By my calculations, a good place to start would be 0.8 Mcg (micrograms) per Kg per day and then titrate upwards gradually increasing the frequency and size of the doses.
The drug has a half-life that varies from person to person; the average is 30 hours but can vary between 18 and 50 hours.  This means that one child might need nearly 3 times as much as another, of similar weight.
To be an effective treatment the concentration of clonazepam would have to be maintained within the effective range.  This would need some clever maths, and might result in 3 unequal daily doses, and that during sleep the concentration  might be above range, and during daytime it be held in range with one or two smaller top-up doses.  
If you get the maths wrong, the drug would not work.

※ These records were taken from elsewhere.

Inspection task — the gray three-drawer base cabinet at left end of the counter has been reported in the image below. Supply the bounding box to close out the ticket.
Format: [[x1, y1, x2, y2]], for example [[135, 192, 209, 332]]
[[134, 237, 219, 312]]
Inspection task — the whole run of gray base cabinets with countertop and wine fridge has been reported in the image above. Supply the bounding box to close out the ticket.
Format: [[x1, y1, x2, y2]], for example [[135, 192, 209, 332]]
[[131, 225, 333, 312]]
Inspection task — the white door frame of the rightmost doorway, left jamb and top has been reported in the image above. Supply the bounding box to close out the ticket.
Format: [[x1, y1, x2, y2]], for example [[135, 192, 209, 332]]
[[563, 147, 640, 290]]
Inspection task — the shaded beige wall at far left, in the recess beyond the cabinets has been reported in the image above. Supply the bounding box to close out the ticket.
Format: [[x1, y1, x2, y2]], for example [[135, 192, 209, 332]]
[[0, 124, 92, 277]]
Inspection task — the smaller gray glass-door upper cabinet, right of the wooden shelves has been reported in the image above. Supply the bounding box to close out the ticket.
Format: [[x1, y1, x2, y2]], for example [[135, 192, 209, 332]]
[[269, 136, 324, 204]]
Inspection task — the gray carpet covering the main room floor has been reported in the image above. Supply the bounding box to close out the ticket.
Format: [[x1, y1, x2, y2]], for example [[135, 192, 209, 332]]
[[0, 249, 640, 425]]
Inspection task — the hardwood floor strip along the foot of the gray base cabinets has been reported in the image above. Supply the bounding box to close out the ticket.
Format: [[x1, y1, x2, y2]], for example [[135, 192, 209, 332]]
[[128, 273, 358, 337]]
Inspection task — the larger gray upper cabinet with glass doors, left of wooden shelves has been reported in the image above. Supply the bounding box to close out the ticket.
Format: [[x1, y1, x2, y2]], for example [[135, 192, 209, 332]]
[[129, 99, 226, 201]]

The jury is out until we see the results of experiment three, or anecdotal evidence of some home trials. One question I have is how this relates to the  NaV1.1 ion channels referred to at the beginning of this post.  We know that a defect in this ion channel will produce autism-like symptoms and that these can be reversed (in mice) using the correct type of benzodiazepine, such as clonazepam.  If we find that in a particular child with autism, clonazepam reduces their symptoms and increases cognitive performance, can we claim the route cause was a dysfunction with NaV1.1 ion channels?  It is a bit of a leap of faith, but I think it is a fair conclusion.  In which case of course, the logical next step would be to look at the underlying gene, SCN1A; that I will leave to people much cleverer than me.

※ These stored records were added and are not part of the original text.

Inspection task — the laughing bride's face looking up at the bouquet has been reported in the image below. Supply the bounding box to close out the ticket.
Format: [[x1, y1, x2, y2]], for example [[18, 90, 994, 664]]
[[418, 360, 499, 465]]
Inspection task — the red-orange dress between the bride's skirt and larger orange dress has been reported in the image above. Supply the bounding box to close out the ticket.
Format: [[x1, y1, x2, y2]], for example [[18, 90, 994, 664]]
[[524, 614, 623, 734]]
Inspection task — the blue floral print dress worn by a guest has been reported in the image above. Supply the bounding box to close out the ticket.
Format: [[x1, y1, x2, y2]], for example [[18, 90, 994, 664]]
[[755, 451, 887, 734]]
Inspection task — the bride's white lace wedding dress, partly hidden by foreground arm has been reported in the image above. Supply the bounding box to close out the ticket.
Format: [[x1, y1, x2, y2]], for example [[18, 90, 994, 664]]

The next question is whether this therapy, which is reducing excitability of the neurotransmitter GABA, is alternative or complementary to bumetanide which is, in effect, doing exactly the same thing.  For that we would need Dr Catterall to talk to Dr Ben-Ari.  
In case you are wondering if there is another connection between Dr Catterall (Clonazepam) and Dr Ben-Ari (Bumetanide), there is.  The same man is part-funding both of these research efforts – Jim Simons, via his Simons Foundation.  As a former hedge fund manager, his is very cleverly hedging his bets.